Her strong-bodied husband was another interesting character altogether. His commitment to his wife, family, and land was inspiring but also terrifying. Seeing the burden of responsibility was frightening at times. Especially during the horrific moments when his dedication and resilience simply weren't enough to keep everyone safe and healthy. Considering the harsh realities of rural farming life, it seems obvious why he and other father figures of his sort (like Wang Lung in "The Good Earth") seemed cold at times to their wife and children. With death always being one step behind you, there wasn't much time for warmth and coddling. Especially over a tiny infant who might not even make it through the night. If you want to show your children you love them, show them strength and provide for them. Leave the mushy love for fairy tales. That isn't to say that Lonzo didn't love his family. He did. Passionately and ferociously. The author made that very clear. But his primary responsibility was simply to never die, which as we know, is a ridiculous goal.

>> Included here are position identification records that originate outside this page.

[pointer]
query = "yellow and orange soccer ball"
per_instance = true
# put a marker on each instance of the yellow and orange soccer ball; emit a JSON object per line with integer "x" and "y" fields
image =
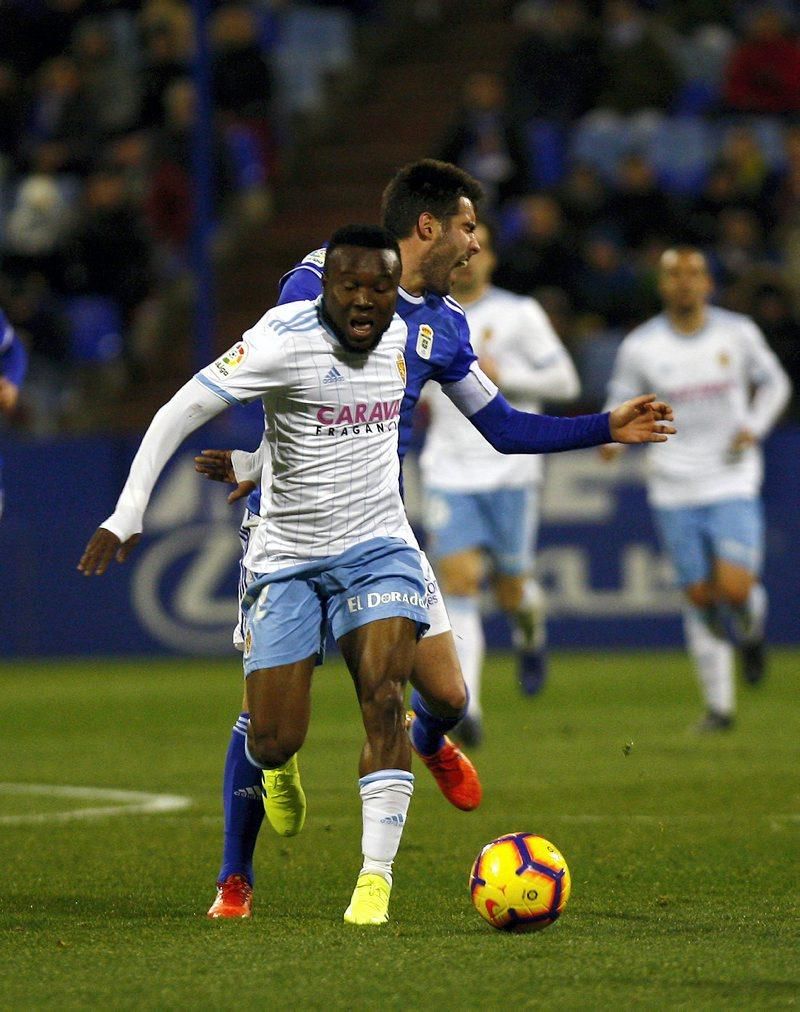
{"x": 520, "y": 882}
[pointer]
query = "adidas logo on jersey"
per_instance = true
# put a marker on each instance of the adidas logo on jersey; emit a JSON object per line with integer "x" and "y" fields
{"x": 334, "y": 376}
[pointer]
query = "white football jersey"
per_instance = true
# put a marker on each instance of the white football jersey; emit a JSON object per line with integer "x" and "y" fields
{"x": 720, "y": 380}
{"x": 515, "y": 332}
{"x": 332, "y": 420}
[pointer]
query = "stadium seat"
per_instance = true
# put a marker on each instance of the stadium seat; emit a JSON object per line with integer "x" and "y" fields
{"x": 95, "y": 329}
{"x": 681, "y": 152}
{"x": 546, "y": 153}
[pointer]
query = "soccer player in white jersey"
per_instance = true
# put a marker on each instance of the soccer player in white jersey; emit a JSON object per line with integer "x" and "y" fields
{"x": 480, "y": 503}
{"x": 728, "y": 389}
{"x": 430, "y": 207}
{"x": 334, "y": 546}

Now don't misunderstand me. This book was not only about housework and farming. There is a very worthwhile and surprising plot woven into this backdrop. I can honestly say I would have enjoyed the story just as much without the added interest of the family life. Plot twists, turmoil, drama, all that jazz that makes up a nice juicy story. Oh, and as an added bonus for the historian in me, this family is also a non-slave owning white family living on the cusp of the civil war. Come on. That is interesting! Everyone has written entire libraries full of books about slave owners and slaves from that time period. For once it was nice to read about the actual people who made up the majority of the antebellum south.

Please, please, please, make this one of the books from this damned depressing Pulitzer list that you actually hunt down and read. You won't be disappointed. And you will never take your local supermarket for granted ever again.

1 comment:

Maria said...

This novel definitely made me want to work on my "handmade" skills. I was thinking, "I need to try canning food," and "I should try making soap - or candles," and "I need to finish that quilt!" So many of what were necessary survival skills are now considered hobbies.